SALT LAKE CITY — These days, football coaches have to worry about more than just winning or losing games. They have to worry about how they win or lose.

Two examples of that came in Saturday night's games, one involving a local team and another in a Pac-12 contest.

Utah State is getting some flak for a fake punt in the middle of the fourth quarter of a game in which the Aggies led New Mexico 38-3. It resulted in a 72-yard run by the punter, who went untouched for a touchdown to push the lead to 45-3.

You can blame coach Matt Wells, but apparently it was the punter who made a read to go for it, perhaps to get a first down and before he knew it, he was in the end zone.

In the other game, an Oregon coach criticized Washington State coach Mike Leach for trying too hard with his team down by five touchdowns. It seems Leach had the audacity to keep passing the ball when his team was trailing 62-24 and ended up scoring a couple of touchdowns on the poor Duck reserves to only lose by 24 points.

Although it may seem like the same thing — a team going all out when the game has been decided — in these two cases I feel more sorry for New Mexico than I do for Oregon.

When a team is winning by so much that the opponent has no chance of coming back to win, it makes sense to call off the dogs whether it’s by simple play-calling or playing your second- and third-stringers. I’ll give the Aggies some slack on this because it’s hard to tell a player not to do his best, even if the result looks bad. I guess all Wells could have done is to tell the punter to always kick the ball with a 35-point lead in the middle of the fourth quarter.

Wells isn’t the first coach around here to be accused of rubbing it into an opponent that was clearly beat.

Back in 1977, BYU’s LaVell Edwards was criticized for putting quarterback Marc Wilson back into the game late in the fourth quarter of a 38-8 blowout of Utah. Edwards, at least, had a pretty good reason, because he wanted to give Wilson the chance to set an NCAA record for passing yards in a game. However, Utah coach Wayne Howard took offense, bringing up the “hate” word in the aftermath.

In 1997, John L. Smith’s Aggies were leading 31-7 over New Mexico State in the final 30 seconds when Smith ordered a long pass play that resulted in a touchdown.

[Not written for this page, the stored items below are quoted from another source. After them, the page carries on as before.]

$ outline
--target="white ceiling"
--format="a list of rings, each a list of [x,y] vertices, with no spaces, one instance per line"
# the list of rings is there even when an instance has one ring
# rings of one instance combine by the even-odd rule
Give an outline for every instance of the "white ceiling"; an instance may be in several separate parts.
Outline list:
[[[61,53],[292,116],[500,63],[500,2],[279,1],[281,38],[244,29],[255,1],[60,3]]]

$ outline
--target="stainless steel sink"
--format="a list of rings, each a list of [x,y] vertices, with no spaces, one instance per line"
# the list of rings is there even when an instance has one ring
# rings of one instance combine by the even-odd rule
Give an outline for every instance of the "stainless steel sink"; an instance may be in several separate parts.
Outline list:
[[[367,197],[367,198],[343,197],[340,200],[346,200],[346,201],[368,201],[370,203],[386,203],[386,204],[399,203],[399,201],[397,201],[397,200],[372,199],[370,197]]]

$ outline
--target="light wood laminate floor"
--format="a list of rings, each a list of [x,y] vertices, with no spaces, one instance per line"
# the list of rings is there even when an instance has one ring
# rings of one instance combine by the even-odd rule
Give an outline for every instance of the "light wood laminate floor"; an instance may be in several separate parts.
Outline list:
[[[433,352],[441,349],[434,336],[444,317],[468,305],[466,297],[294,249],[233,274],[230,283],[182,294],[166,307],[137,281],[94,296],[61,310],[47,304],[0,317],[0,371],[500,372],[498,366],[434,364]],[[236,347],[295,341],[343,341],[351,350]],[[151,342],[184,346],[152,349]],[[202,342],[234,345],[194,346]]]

The New Mexico State coaches were livid, but Smith was unrepentant.

“If they think we're going to go out there and lay down, that's baloney,” Smith said at the time. “It's not our job to hold the score down.”


Then there was the famous onside kick in the 2007 game between Utah and Wyoming. The Utes were leading 43-0 in the second half when they successfully executed the short kick. It caused Wyoming coach Joe Glenn to respond with a one-fingered salute to Utah coach Kyle Whittingham, who was apparently miffed that Glenn had guaranteed a win over the Utes earlier that week. Both coaches later apologized.

In the case of Oregon-Washington State the other night, we had a winning coach complaining about the losing coach not knowing how to lose properly. Or something like that.

Oregon defensive coordinator Nick Alliotti blasted Leach, calling it a “low class” move to throw 28 fourth-quarter passes (out of an NCAA-record 89 passes) in a 62-38 defeat.

“That’s total (B.S.) that he threw the ball at the end of the game like he did,’’ Alliotti said. “They want stats, they got stats. But we got the most important stat and that’s the ‘W,’ and we are happy about that.”

It sounds to me like it’s the Oregon coach who is worried about his own stats and how bad the 559 yards and 38 points against his team is going to look. Uh, coach, like you said, you got the win, so don’t worry about it.

If the other guys want to keep playing hard to try to make the score more respectable, what’s the big deal? After all, if they’re that bad, they need all the practice they can get.